Ensuite l’incivisme et la violence verbale, avec notamment les fatwas d’apatridie, phénomènes rarissimes, sinon inexistants en d’autres époques, gagnent du terrain dans les rues et les lieux publics de notre pays.

Enfin, les tueries de Yirgou ont eu pour entre autres effet de poser le problème de la difficile cohabitation entre certaines communautés du Burkina Faso, au moment même où devrait prévaloir l’unité pour la lutte contre l’insécurité et la pauvreté.

La gravité de la déchirure nationale est telle qu’au cours de son Discours de politique générale tenu le lundi 18 février 2019 à l’Assemblée nationale, le Premier ministre Christophe Dabiré a fondu en larmes du haut de la tribune. L’on peut dire sans se tromper qu’il a pris la mesure de la situation dont la gravité n’échappe à personne. La réalisation des priorités que le Premier ministre Christophe Dabiré a déclinées à l’occasion sont toutes conditionnées par l’une d’entre elles, la réconciliation nationale.

Si la réconciliation des Burkinabè, sans rétentions mesquines, est de nos jours une nécessité de plus en plus reconnue par la majorité des Burkinabè, les voies et moyens divergent pour y parvenir. Le Premier ministre a certes déclaré dans son DPG du lundi 18 février 2019 la volonté de son gouvernement d’œuvrer pour la réconciliation nationale.

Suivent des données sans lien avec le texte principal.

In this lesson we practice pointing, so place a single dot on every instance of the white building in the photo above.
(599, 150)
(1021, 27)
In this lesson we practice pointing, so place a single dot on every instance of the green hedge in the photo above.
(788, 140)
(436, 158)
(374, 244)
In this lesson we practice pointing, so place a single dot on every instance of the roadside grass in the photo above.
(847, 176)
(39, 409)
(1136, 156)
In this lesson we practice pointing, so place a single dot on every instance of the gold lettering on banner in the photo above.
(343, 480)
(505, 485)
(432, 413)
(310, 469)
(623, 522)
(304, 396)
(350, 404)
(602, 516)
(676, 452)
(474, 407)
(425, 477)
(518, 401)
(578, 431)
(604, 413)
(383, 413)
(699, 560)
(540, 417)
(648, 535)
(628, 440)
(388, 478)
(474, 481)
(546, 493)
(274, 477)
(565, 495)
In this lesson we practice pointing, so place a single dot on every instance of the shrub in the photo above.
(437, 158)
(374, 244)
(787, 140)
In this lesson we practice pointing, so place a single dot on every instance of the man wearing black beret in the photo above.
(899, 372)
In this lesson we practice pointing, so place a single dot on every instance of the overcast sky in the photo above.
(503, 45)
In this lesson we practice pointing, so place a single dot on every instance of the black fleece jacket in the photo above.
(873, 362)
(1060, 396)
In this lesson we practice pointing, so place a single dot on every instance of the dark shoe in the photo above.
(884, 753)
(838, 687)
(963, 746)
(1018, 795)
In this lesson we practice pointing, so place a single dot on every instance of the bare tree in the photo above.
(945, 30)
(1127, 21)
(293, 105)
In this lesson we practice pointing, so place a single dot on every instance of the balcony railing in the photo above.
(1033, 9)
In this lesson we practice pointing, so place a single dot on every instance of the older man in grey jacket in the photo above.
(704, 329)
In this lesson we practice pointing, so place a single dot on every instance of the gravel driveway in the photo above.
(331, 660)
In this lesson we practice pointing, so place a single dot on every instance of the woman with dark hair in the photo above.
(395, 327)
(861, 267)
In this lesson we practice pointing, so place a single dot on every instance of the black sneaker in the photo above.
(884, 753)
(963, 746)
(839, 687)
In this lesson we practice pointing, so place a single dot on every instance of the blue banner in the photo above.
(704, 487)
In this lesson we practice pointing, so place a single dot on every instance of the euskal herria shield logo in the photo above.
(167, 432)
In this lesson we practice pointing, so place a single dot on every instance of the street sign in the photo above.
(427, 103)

Mais on le sait, c’est le Président du Faso qui a la responsabilité de l’unité nationale, laquelle a pour pendant la réconciliation nationale. Or, à ce jour, il lui a manqué la volonté politique d’engager le pays sur le chemin de la réconciliation, ce qui peut se comprendre soit comme une incapacité du pouvoir MPP de se défaire de l’esprit insurrectionnel et de la pression des zélateurs de l’exclusion d’une partie des Burkinabè de la gestion des affaires publiques, soit comme une volonté de capitalisation politique et électorale de ce pouvoir d’actionner les mécanismes de la réconciliation.

Faute de se départir de cet esprit clanique et partisan, toute déclaration de réconciliation nationale restera un vœu pieux, parce que sa mise en œuvre nécessite l’existence d’une stratégie nationale concertée en direction des acteurs politiques et sociaux pour la tenue d’une convention d’entente nationale. Du chemin reste donc à faire à l’orée des élections générales de 2020.

III. INCONNUES DE L’HORIZON 2020

Les élections générales sont prévues pour 2020 et la classe politique s’attèle aux préparatifs. Mais les préoccupations soulevées ci-dessus incitent le Cadre « VEILLE 2019 » au doute quant à leur bonne tenue.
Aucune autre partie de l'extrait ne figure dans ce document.